AIで得た実装速度を短納期ではなく、機能量と品質保証量に振り向ける
3つ目の軸は「主体」だ。高坂氏が伝えたのは「立場が変われば『正しい』の意味が変わる」ということだ。
品質を練り直す場面でよくあるのはQAの観点を増やす打ち手だが、同社は「観点を増やすというよりも、見る主体を増やしていったほうがいいだろう」と判断した。開発・QAは正しく動くか、意図した通りに動くかを見る。社内実利用は実際の使われ方を集める。そこに加えたのが、開発部門から独立して出荷可否を判定する「製品検査」という主体だ。初見で分かりやすいか、ある画面で違う言葉を使っていないか。作る人とは別の人がそれを見る。
より高い品質を担保するためには、異なる主体で、長い時間をかけて試用することが必要だ。同社は、さまざまな工夫により設計やレビューで縮まった時間でリードタイムを短縮するのではなく、「リードタイムの考え方は変えずに」検査の時間を確保し、社内実利用の期間を長く取った。社内実利用ではエラーログの検知と監視を強化し、失敗をためて、直していく。
もっとも、3つの分離で最も大事なのは分けること自体ではないと高坂氏は強調する。「距離の遠いところでしか本来見つけられないものを、きちんと近いところで検知できるようにするループを作るのが一番大事です」。遠い層で見つかった観点はスキル化して派生する成果物へ反映し、継続利用の問題は新規エラーの自動起票として監視へ戻す。月単位で見つけた失敗を、分単位・秒単位で捕まえられる場所へ降ろす設計だ。

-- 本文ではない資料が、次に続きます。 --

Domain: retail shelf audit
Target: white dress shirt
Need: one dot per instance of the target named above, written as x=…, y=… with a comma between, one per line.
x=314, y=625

結果は数字に現れた。1人・週あたりのMerged PR数は2.46から2.42で、AI導入前の1.42から上がった水準のまま変わっていない。Issueのリードタイム中央値も12.9で不変だ。「1個の機能を開発するスピードは変わっていないです」。それでも週あたりにクローズしたIssue、それもバグ修正を含まず機能として実装したものに限れば、13.4から39.9へと約3倍に増えた。人間が時間をかけてPRレビューをする状態がなくなり、「並行できる数が増えた」ためだ。品質保証の側も、検査体制による起票が0から24.0へ、仕様未定義やマニュアル漏れの指摘が0から28.0へ増えた。
開発における「当たり前」を言語化し、工程と資産に残す
「AI時代に差がつくのは基本」。高坂氏が常々言っている一文だ。「今回の話も、その基本をいかに工程の中に実装できるかという話だったのではないでしょうか」。理由は2つある。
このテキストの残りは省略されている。